Search code examples
rlistdataframewikipedia

How to make dataframe out of lists?


I'm working on creating a dataframe with information from wikipedia pages. 1905 wikipedia pages to be exact. I'm using the following function with a list of page titles I have, under the dataframe portalAcadie_titles.

Here are a few of the titles I'm looking to extract information from:

"10e Convention nationale acadienne", "11e Convention nationale acadienne", "12e Convention nationale acadienne", "13e Convention nationale acadienne", "14e Convention nationale acadienne", "15e Convention nationale acadienne", "16e Convention nationale acadienne", "1755 (groupe)", "1re Convention nationale acadienne", "2e Convention nationale acadienne", "33e finale des Jeux de l'Acadie", "3e Convention nationale acadienne", "4e Convention nationale acadienne", "5e Convention nationale acadienne", "6e Convention nationale acadienne", "7e Convention nationale acadienne", "8e Convention nationale acadienne", "9e Convention nationale acadienne", "Abbé Lanteigne", "Abel Leblanc", "Aberdeen (Nouvelle-Écosse", "Aboiteau", "Abrams-Village"

See the code bellow:

library(WikipediR)
pageInfo_fun <- function(portalAcadie_titles){
  page_info(language = "fr", 
            project = "wikipedia", 
            page = portalAcadie_titles,
            properties = c("url"),
            clean_response = T, Sys.sleep(0.0001))}

pageInfo_data <- apply(portalAcadie_titles,1, pageInfo_fun)

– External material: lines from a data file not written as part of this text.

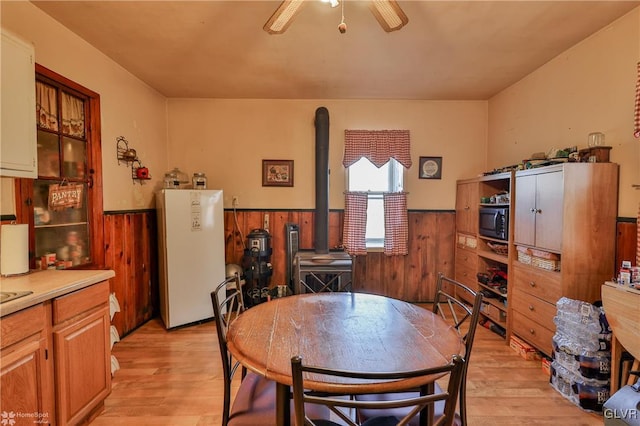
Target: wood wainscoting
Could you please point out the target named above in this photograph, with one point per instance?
(411, 278)
(131, 250)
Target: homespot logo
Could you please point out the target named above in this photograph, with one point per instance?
(623, 414)
(11, 418)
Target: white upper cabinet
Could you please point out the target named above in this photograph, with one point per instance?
(18, 156)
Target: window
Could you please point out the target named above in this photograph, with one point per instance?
(363, 176)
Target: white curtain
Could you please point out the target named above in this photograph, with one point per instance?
(46, 106)
(72, 116)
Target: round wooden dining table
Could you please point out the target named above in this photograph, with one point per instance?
(350, 331)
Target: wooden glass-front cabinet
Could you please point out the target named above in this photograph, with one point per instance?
(63, 204)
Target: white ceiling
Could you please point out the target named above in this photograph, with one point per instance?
(448, 50)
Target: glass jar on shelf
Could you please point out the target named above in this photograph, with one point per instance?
(199, 181)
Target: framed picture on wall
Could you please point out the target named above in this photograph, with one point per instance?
(277, 172)
(430, 168)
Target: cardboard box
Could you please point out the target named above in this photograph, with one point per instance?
(523, 349)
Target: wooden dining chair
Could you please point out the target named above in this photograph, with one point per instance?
(460, 306)
(255, 400)
(341, 406)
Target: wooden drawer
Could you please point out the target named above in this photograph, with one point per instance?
(533, 308)
(22, 324)
(80, 301)
(466, 258)
(534, 333)
(545, 285)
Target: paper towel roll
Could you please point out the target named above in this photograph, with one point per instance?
(14, 249)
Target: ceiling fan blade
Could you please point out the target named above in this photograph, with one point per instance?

I'm trying to get this to a dataframe with each observation being a page with its properties as variables. But it gives me a list of characteristic for each page, within a list of all the pages.

A simple

pageInfo_df <- data.frame(pageInfo_data)

gives me 1 observation with all of the caracteristics to every page side by side. I have 1 observation with 24 773 variables.

My question is: how can i make each page as an observation, with the caracteristics as variables?


Solution

  • The Tidyverse purrr package can be used to produce the desired output:

    map_dfr(pageInfo_data, ~flatten(.))
    

    This approach flattens the output for each observation, and maps the output of each to a dataframe row.